The Reserve Bank of India tweaked some of its guidelines for banks to manage their foreign currency exposure, in an attempt to reduce the risk of unhedged exposure on the banking system during extreme volatility in forex markets.
Banks would be required to assess the unhedged foreign currency exposures of all counterparties to whom they have an exposure in any currency, going ahead, the RBI said in a release on Tuesday.
The rupee has shed nearly 11% against the dollar so far this year and has hit a series of record lows in recent weeks.
Banks will have to ascertain the foreign currency exposure (FCE) of all entities at least annually, the RBI said, adding the revised rules will be effective from Jan. 1, 2023.
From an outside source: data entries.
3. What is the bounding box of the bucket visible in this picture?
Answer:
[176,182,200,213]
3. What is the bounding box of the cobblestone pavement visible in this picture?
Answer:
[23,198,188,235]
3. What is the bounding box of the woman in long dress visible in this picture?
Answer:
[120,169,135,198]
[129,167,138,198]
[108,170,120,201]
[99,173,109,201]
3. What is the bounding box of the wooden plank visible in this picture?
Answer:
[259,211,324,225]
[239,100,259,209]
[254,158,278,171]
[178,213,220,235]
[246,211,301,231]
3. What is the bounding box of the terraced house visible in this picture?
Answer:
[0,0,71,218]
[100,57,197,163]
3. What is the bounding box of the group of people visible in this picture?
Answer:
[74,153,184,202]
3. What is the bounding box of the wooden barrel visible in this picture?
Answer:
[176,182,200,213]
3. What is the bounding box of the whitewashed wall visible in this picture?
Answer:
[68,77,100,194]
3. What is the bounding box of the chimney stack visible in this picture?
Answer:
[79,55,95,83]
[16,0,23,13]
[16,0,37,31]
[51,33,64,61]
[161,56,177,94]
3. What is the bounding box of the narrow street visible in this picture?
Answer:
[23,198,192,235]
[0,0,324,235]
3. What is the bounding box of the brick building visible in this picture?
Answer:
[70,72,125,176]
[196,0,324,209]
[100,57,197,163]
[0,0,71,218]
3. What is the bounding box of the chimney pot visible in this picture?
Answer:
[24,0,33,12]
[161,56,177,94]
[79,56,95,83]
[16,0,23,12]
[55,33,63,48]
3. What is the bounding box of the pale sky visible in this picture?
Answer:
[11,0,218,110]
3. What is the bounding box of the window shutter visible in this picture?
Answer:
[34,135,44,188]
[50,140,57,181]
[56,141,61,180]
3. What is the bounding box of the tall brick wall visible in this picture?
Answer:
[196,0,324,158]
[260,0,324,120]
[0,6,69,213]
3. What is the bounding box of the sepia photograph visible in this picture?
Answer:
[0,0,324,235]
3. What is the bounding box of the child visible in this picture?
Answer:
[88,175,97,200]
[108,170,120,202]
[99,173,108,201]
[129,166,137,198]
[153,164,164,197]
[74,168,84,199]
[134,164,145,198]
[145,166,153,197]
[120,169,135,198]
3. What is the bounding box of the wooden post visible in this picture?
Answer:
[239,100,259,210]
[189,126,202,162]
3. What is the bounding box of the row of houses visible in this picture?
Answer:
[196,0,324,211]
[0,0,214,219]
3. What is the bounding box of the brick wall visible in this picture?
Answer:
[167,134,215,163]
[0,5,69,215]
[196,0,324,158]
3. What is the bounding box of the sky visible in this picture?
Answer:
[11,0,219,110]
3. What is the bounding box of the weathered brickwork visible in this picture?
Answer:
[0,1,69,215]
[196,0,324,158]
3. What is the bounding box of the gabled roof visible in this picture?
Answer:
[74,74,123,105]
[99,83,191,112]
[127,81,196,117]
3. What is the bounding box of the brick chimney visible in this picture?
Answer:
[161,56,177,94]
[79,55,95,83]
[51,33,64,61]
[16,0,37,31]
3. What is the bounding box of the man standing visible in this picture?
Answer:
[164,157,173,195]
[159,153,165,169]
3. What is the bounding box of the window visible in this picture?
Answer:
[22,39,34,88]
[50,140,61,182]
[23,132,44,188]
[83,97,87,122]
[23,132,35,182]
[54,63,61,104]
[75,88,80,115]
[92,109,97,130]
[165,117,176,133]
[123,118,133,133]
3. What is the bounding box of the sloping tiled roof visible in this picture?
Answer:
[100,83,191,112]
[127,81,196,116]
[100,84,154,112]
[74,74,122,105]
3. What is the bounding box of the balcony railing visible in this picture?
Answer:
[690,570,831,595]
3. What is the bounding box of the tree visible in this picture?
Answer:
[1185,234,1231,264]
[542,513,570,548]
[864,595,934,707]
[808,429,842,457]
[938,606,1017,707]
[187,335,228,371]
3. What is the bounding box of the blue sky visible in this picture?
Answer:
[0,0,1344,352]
The revised rules, though, expanded the scope of exemptions, allowing banks to exclude exposures from 'factoring transactions' from now on, apart from exposures arising out of derivative transactions.
Banks shall determine the potential loss to an entity from unhedged foreign currency exposure (UFCE) using the largest annual volatility in the rupee-dollar exchange rate in the last ten years, the RBI said.
"Entities which do not hedge their foreign currency exposures can incur significant losses during the period of heightened volatility in foreign exchange rates," the RBI said.
"These losses may reduce their capacity to service the loans taken from the banking system and increase their probability of default, thereby affecting the health of the banking system."
The RBI said if the potential loss from an entity's UFCE is more than 75%, banks would need to provide for a 25 percentage point increase in total risk weight, over and above the applicable risk weight to that entity.
"This is because the exposures falling in same bucket will have equal increase in their riskiness irrespective of the original risk weight applicable," the apex bank said.